На основе реалистичного понимания, противопоставленного идеальному типу, фактически любой обладатель самосознания нового человека может быть выбракован, поскольку в нем обнаруживается оппортунизм, «комчванство», «головотяпство» и прочие негативные качества. В романе Ефима Зозули «Мастерская человеков» (1930) оба полюса антитезы даны за счет «обнажения приема»: Капелев, конструктор людей, получивший заказ на создание нового человека, погружен вместе со своими помощниками в сложные исследования, посвященные технологии и даже скорее теоретическим проблемам производства нового человека; тем временем на одной из ударных строек новый человек появляется сам собой. Тут двойная игра: тягостными трудами над вопросами производства занят «московский филиал Мастерской человеков» во главе с Капелевым, а стройка, остающаяся не показанной, как бы сама и с легкостью неизбежного порождает искомый продукт производства. Теория и труд меняются местами: там, где действительно показан труд теоретиков и экспериментаторов, речь идет о реалистичном полюсе дискурса нового человека, там, где предполагается, но не показывается труд, новый человек возникает с исторической необходимостью. В том же романе мы находим совершенно раблезианский список возможных причин для отставки ответственного работника, т.е. список возможных форм дезавуирования нового человека. Возможно прочтения текста Зозули и как метаромана о писателе, создающем новый образ – образ нового человека (мы знаем, что Капелев – поэт). Такой «писатель», очевидно, должен получить частицу мифического ясновидения вождя, коль скоро власть и полная истина гарантируют друг друга.

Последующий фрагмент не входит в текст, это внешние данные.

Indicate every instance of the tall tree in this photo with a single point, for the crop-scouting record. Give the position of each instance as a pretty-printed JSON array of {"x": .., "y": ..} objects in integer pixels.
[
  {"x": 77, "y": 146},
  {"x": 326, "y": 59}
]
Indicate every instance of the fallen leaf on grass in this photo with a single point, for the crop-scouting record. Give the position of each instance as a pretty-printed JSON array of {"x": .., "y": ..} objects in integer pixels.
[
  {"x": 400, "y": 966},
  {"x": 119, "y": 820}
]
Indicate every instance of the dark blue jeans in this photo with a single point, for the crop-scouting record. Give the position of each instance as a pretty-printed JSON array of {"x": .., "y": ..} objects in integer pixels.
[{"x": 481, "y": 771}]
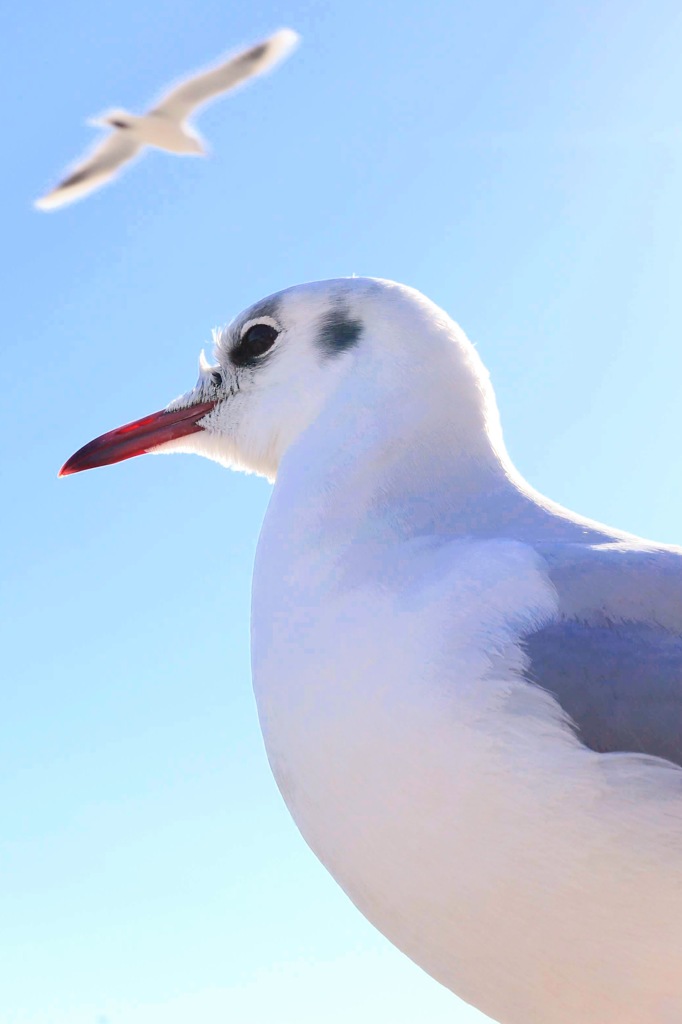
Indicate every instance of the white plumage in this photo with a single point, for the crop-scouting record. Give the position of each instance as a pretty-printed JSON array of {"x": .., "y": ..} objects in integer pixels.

На деле же партийная власть, не ограниченная юридическими пределами административной компетенции, легитимируется исполнением экстраординарной задачи (К. Шмитт, «Диктатура»), поэтому учения Маркса, Ницше, Фрейда телеологичны, как телеологичны учения Н. Федорова и В. Соловьева: эти доктрины «призваны» изменить реальность, чтобы создать условия для появления массового нового человека. Задача, обеспечивающая власть, отрывается от истины (но сама истина релятивна, в старом и новом мире истинное положение вещей, очевидно, разное); она становится уже не вопросом эпистемологии, а вопросом преодоления препятствий, вопросом техническим, как показал Карл Шмитт. Дискурсивные препятствия – это и враждебная человеку природа, и воплощающие эту враждебную природную стихийности враги разного уровня – от обособленного интеллигента, «страдающего» самосознанием, до равнодушного «спеца», бандита, кулака, партийного оппозиционера. Таким образом, наше предположение, что объектом дискурсивной формации нового человека был человек не-новый, не обновленный, получает хорошее теоретическое обоснование, и, в конце концов, оказывается, что дискурс о новом человеке – это дискурс выбраковывания человека не-нового. Такая тема объединяет гораздо больше текстов, чем тема самого нового человека: не только производственные романы Леонида Леонова «Соть» и «Дорога на океан», но и его «Вор», а также вся литература, посвященная гражданской войне, мятежам «зеленых» (т.е. крестьянским мятежам времен военного коммунизма, по преимуществу), затем «шпане», и огромный пласт текстов, разоблачающих «мещанина», – все это дискурсы о необновленном, «ветхом» человеке. Нужно определить, где среди этого множества текстов проходит разрыв, с которого начинается дискурсивная формация «нового человека».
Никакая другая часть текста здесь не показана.